Although no Neshanock recorded a clear score, Mark "Peaches" Rubini and Danny Shaw couldn't have come any closer recording four hits apiece while only being retired one time.  Mark "Gaslight" Granieri was strong both at and behind the plate, with five hits in five times up in addition to "gunning" down a Hoboken player in an attempted steal for the second time this season.  Those three were at the top of the Flemington lineup, but there was also an important contribution from the bottom as Jack "Doc" Kitson and Scott "Snuffy" Hengst chipped in five hits between them.  The win puts the Neshanock five games over .500 at 20-15 heading into next Sunday's trip to Wilmington, Delaware to take on the Diamond State Club.   The two clubs will finish the game suspended by rain back in June and play a second full game.

Photo by George Granieri

Although the tournament part of the 2013 schedule is pretty much over, thinking about the different events led me to take a look at the history of  such tournaments in New Jersey.  Tournaments or festivals don't appear to have been a major part of early base ball in New Jersey.  Mention appeared in a number of newspapers of a state tournament as part of the 1860 New Jersey State Fair, but nothing came of it.  The war years then probably limited such possibilities so it wasn't until 1866 that the first base ball tournament took place in New Jersey.

Photo by Mark Granieri

Somewhat surprisingly the venue was not in the base ball hot beds of Newark and Jersey City, but at the small village of Newton in rural Sussex County in the northwest portion of the state as part of the County Agricultural Show.  No evidence has been found of antebellum base ball in Newton or anywhere else in Sussex County, but by 1866 the village was home to the Star Club with two other teams in the process of being organized.  Increased interest in base ball notwithstanding, both travel and accommodations had to be a challenge for clubs interested in participating.  By 1866 there was a direct rail link to Newton from Newark and New York City, but there were only three trains a day with multiple stops along the way.  We can get some sense of the limited hotel accommodations in Newton from the fact that when gubernatorial candidates Marcus Ward and Joel Parker visited Newton during the 1862 election, the hotel manager put them not only in the same room, but also in the same bed, giving new meaning to the phrase "politics makes strange bedfellows" (males sleeping in the same bed was commonplace in the mid 19th century).
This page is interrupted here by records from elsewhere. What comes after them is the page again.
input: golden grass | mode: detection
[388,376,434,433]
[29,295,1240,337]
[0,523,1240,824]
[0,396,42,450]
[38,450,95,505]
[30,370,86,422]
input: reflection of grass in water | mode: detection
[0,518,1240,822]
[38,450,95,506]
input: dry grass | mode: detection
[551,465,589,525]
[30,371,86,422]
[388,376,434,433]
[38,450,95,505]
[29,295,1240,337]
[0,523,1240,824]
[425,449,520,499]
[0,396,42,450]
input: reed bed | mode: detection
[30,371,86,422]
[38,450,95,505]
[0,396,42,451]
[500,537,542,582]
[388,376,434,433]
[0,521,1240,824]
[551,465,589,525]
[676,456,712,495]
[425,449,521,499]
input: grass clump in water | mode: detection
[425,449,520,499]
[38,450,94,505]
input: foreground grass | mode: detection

New Jersey Herald and Democrat - August 16, 1866

In spite of these obstacles, the organizers offered four different levels of competition;  U. S. teams, New Jersey teams, clubs from Warren, Sussex and Morris County and, finally, Sussex County only.  Competitors in the first two categories had to be members of the National Association. Since the event would run simultaneously with the agricultural show, the sponsors took special care to promise that "There will be no interference from the horses that will be on exhibition."  Even with that assurance, there were a limited number of entrants including just two in the U. S. category, the Active Club of New York and the upstart Irvington Club which had shocked the base ball world by defeating the Brooklyn Atlantics earlier that year.  The match received detailed coverage in the New York Clipper of October 13, 1866 and based on a number of editorial comments in the article appears to have been covered by Henry Chadwick himself which will be the assumption for the rest of the post.

Letter from the Eureka Base Ball Club to the Newark Evening Courier of October 1, 1866, defending/justifying their decision not to participate in the tournament.  Contrary to the writer's claim, the Liberty Base Ball Club of New Brunswick was the first New Jersey club to join the NABBP

Since the match brought together two clubs which shared, perhaps unknowingly, the services of one player, Mahlon Stockman, the stage was set for a contentious match, which certainly proved to be the case.  Both teams apparently tried to stretch the rules as Chadwick complained that batters who "were in the habit of striking at balls waist high" were calling for "low balls about a foot over the base."  Umpires, Chadwick wrote should put a stop to this as "no batsman can insist upon a low ball unless he is in the regular habit of striking at low balls."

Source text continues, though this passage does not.